Several of those who died there were survivors of the Holocaust.
My
LGBT community and its allies have often gladly utilized the work of the late
Yale medieval historian John Boswell, documenting the treatment of Queer people
in Europe and the church through the Middle Ages. But many miss the overall
theme of his short life’s work, which was the treatment of minorities at the
hands of majority cultures. Maybe his work was inspired by horrific scenes he
witnessed as a youth as an “army brat,” like the heads of a hated group stuck
on spikes along a road in the Middle East. Undoubtedly it was also inspired by
his own experience as a gay man.
On
one of his several trips to give the Lazarus lectures in Los Angeles that I
organized, we arranged a lecture at UCLA that I took him to. He began the talk
by announcing he would be describing the treatment of a minority in medieval
Europe.
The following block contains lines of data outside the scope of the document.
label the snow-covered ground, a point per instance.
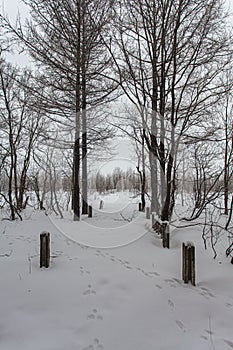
(125, 298)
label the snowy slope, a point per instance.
(126, 298)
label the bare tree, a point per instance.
(170, 57)
(64, 39)
(21, 130)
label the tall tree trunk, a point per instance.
(76, 157)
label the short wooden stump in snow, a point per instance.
(44, 249)
(188, 263)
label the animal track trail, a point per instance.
(205, 292)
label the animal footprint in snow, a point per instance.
(170, 303)
(229, 343)
(228, 305)
(95, 346)
(89, 291)
(180, 325)
(158, 286)
(95, 315)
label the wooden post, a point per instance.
(90, 211)
(153, 219)
(188, 263)
(44, 249)
(192, 263)
(166, 235)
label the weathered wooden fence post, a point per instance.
(188, 263)
(44, 249)
(90, 211)
(148, 213)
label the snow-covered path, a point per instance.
(127, 298)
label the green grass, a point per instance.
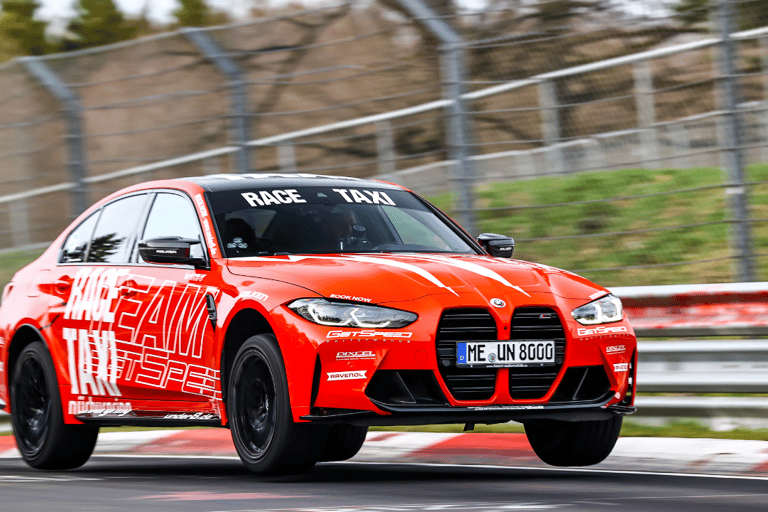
(588, 221)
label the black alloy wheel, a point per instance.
(259, 411)
(43, 439)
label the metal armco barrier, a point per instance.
(698, 366)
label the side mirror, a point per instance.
(172, 249)
(499, 246)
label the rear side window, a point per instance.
(174, 215)
(75, 247)
(113, 238)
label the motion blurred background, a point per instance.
(624, 140)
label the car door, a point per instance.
(164, 323)
(86, 286)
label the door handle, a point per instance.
(63, 285)
(128, 288)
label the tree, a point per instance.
(98, 22)
(193, 13)
(18, 24)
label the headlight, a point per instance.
(602, 311)
(340, 314)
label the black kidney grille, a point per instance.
(466, 324)
(536, 323)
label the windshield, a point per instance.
(322, 220)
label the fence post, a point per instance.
(240, 130)
(736, 191)
(646, 114)
(286, 156)
(452, 71)
(550, 126)
(763, 113)
(72, 112)
(385, 147)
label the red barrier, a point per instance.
(727, 309)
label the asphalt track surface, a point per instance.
(161, 483)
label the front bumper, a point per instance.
(436, 414)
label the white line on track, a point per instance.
(464, 466)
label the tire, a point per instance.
(44, 440)
(344, 441)
(259, 410)
(581, 443)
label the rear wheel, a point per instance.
(259, 411)
(344, 441)
(44, 440)
(580, 443)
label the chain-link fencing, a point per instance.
(623, 140)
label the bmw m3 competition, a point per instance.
(297, 311)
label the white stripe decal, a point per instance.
(470, 267)
(404, 266)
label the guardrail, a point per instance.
(698, 366)
(701, 366)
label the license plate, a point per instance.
(504, 354)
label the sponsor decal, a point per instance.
(93, 294)
(162, 326)
(350, 297)
(194, 277)
(93, 364)
(507, 408)
(498, 303)
(208, 231)
(361, 354)
(266, 197)
(354, 375)
(78, 407)
(253, 295)
(601, 330)
(352, 195)
(191, 416)
(369, 333)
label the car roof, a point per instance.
(225, 182)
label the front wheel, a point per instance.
(579, 443)
(259, 410)
(43, 439)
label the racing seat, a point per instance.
(239, 238)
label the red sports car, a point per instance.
(297, 311)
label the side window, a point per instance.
(112, 240)
(174, 215)
(74, 248)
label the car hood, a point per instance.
(381, 278)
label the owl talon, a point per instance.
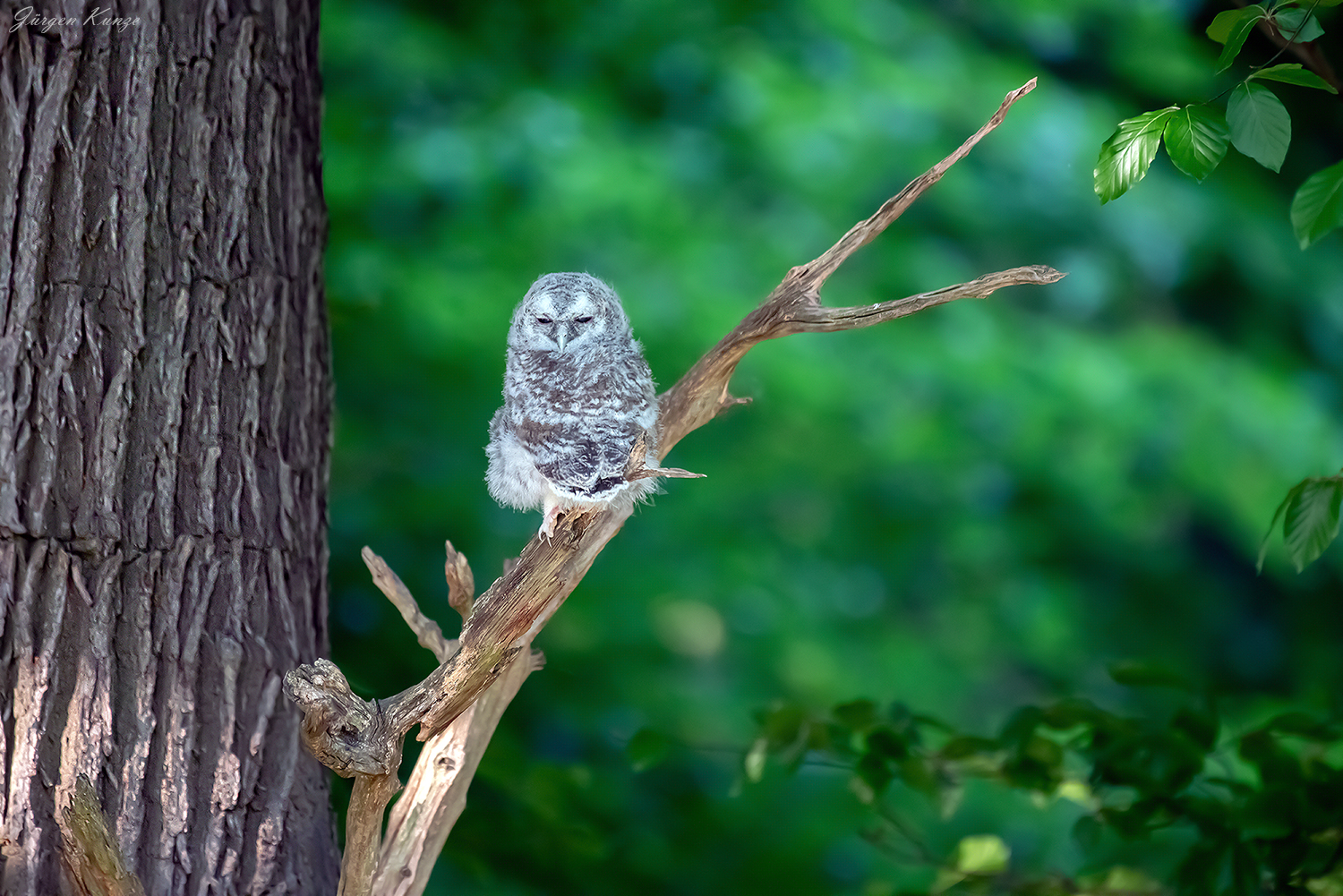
(547, 530)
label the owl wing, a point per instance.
(585, 448)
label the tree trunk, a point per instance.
(164, 437)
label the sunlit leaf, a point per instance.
(1128, 153)
(1292, 73)
(1197, 139)
(1260, 125)
(1318, 206)
(1311, 520)
(982, 855)
(647, 748)
(1296, 24)
(755, 758)
(1230, 29)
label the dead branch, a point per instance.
(458, 704)
(426, 630)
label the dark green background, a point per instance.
(966, 511)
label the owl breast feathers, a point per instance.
(577, 397)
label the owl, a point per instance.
(577, 397)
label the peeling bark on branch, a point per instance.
(458, 704)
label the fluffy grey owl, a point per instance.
(577, 397)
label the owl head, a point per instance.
(569, 313)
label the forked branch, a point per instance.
(499, 629)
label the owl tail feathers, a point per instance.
(636, 468)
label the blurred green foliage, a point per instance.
(970, 511)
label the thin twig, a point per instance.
(461, 584)
(426, 630)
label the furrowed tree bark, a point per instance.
(459, 703)
(164, 439)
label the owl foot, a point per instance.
(552, 514)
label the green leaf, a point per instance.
(647, 748)
(754, 762)
(1300, 724)
(1197, 140)
(982, 855)
(1260, 125)
(1318, 206)
(1278, 514)
(1291, 73)
(1236, 26)
(1087, 832)
(1222, 23)
(967, 746)
(886, 743)
(873, 772)
(1198, 726)
(1127, 155)
(857, 715)
(1135, 673)
(1311, 520)
(1296, 26)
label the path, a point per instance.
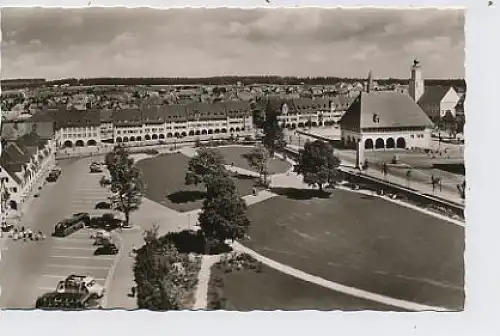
(201, 299)
(407, 305)
(169, 220)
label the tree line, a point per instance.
(164, 276)
(219, 80)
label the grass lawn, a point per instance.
(236, 154)
(364, 242)
(164, 177)
(248, 290)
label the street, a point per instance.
(29, 269)
(420, 179)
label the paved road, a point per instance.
(419, 180)
(28, 269)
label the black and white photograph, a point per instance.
(233, 159)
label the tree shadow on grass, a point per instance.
(301, 194)
(103, 205)
(190, 241)
(244, 177)
(185, 196)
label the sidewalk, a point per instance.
(446, 193)
(122, 279)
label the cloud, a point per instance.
(56, 43)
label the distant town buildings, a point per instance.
(387, 119)
(437, 101)
(23, 164)
(308, 112)
(150, 124)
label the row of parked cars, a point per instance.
(54, 174)
(78, 221)
(74, 292)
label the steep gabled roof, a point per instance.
(384, 109)
(433, 94)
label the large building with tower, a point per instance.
(387, 120)
(437, 101)
(150, 124)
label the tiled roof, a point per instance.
(11, 168)
(384, 109)
(31, 140)
(106, 115)
(307, 104)
(433, 94)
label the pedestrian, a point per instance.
(133, 290)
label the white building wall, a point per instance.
(420, 139)
(449, 102)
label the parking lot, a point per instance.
(73, 255)
(30, 269)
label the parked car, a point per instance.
(107, 221)
(69, 225)
(95, 168)
(108, 249)
(61, 301)
(54, 175)
(103, 205)
(81, 284)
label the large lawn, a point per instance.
(271, 290)
(236, 155)
(365, 242)
(164, 177)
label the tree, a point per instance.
(385, 169)
(408, 177)
(258, 158)
(274, 138)
(205, 165)
(318, 164)
(435, 181)
(156, 274)
(223, 214)
(461, 189)
(125, 182)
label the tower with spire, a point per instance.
(369, 84)
(416, 87)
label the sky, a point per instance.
(57, 43)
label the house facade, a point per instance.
(385, 120)
(437, 101)
(82, 128)
(307, 112)
(23, 165)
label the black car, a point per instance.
(68, 226)
(82, 216)
(62, 301)
(108, 249)
(54, 175)
(107, 222)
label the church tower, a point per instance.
(369, 84)
(416, 87)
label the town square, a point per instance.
(240, 193)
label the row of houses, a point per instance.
(92, 127)
(304, 112)
(23, 164)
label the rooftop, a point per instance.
(384, 109)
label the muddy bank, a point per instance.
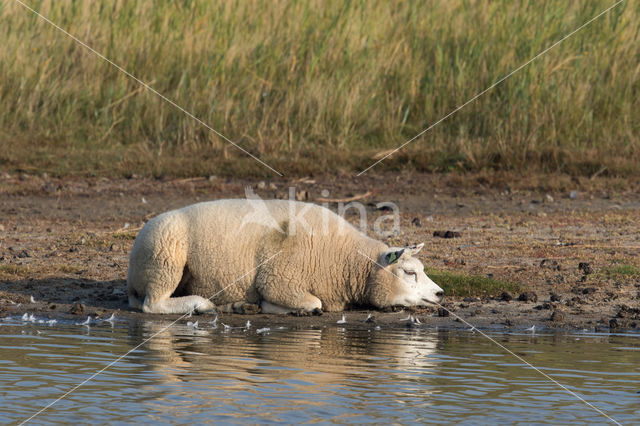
(571, 247)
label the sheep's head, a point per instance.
(399, 279)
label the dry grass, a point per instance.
(312, 85)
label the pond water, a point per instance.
(332, 374)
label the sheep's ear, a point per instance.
(415, 249)
(392, 256)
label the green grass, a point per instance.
(622, 270)
(462, 285)
(312, 86)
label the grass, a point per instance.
(462, 285)
(619, 271)
(311, 86)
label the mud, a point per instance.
(573, 246)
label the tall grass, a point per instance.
(312, 85)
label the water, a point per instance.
(333, 375)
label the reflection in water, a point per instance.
(330, 374)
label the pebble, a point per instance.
(528, 296)
(550, 263)
(77, 309)
(442, 312)
(447, 234)
(506, 296)
(558, 316)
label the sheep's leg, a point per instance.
(307, 302)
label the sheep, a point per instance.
(284, 255)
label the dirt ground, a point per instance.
(571, 244)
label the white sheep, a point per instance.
(285, 255)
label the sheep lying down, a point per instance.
(283, 255)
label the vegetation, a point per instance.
(461, 285)
(309, 86)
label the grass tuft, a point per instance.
(307, 86)
(462, 285)
(618, 271)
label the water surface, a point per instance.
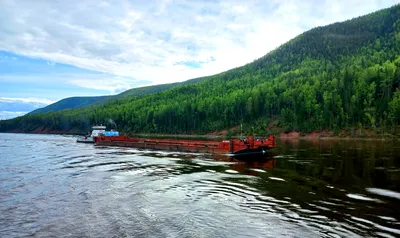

He wanted the audience to discern if he was talking about the mistreatment
and prejudices of Jews or of gay people. His ironic conclusion was that his
description covered both groups!
When
asked about gay rights in another context, he said it would be better if the
LGBT community fought for rights across the board rather than for just
ourselves, because it was too easy for a dominant culture to pick off one group
at a time, as is happening now in the U.S. with transgender and intersex people,
as well as current immigrants.
Boswell’s
most memorable story came during that same series in a lecture entitled, “Why Bicycle
Riders?” Just before WW II, A British gentleman and a German Nazi were forced
to share a room. The German went on and on about all the troubles the Jews were
causing. As he listed each false “truth,” the British gentlemen egged him on as
if he were agreeing with him. Finally, at the end of the German’s diatribe, the
Britisher adamantly agreed, “Yes, all the troubles of the world are caused by
Jews and bicycle riders!”
The
German looked surprised and confused, and asked, “Why bicycle riders?” To which
the British man simply said, “Why Jews?”
Yesterday
I eulogized my friend, Thom Hayes, as “good, civil and kind.” I said that if
all people were like him, the midterm elections wouldn’t be such a worry for
us. I said that if our national leaders were like him, they would talk out
their differences over coffee or drinks. I said that if world leaders were like
him, they would go to lunch rather than to war.
Thom
was unassuming, I said, but he did assume everyone just needs somebody to see
them as a person with their own story and a desire for human connection. A
mutual friend had told the story of him and Thom getting stuck somewhere, and
decided to enter a biker bar, in which the gaily dapper Thom proceeded to meet
everyone in the place before they left.
Everything
is interrelated, and dynamic, in ceaseless change, and anything that seems
unchanging is illusory. Those of us who are “good, civil and kind” must lean in
to change history’s trajectory. God’s kingdom come!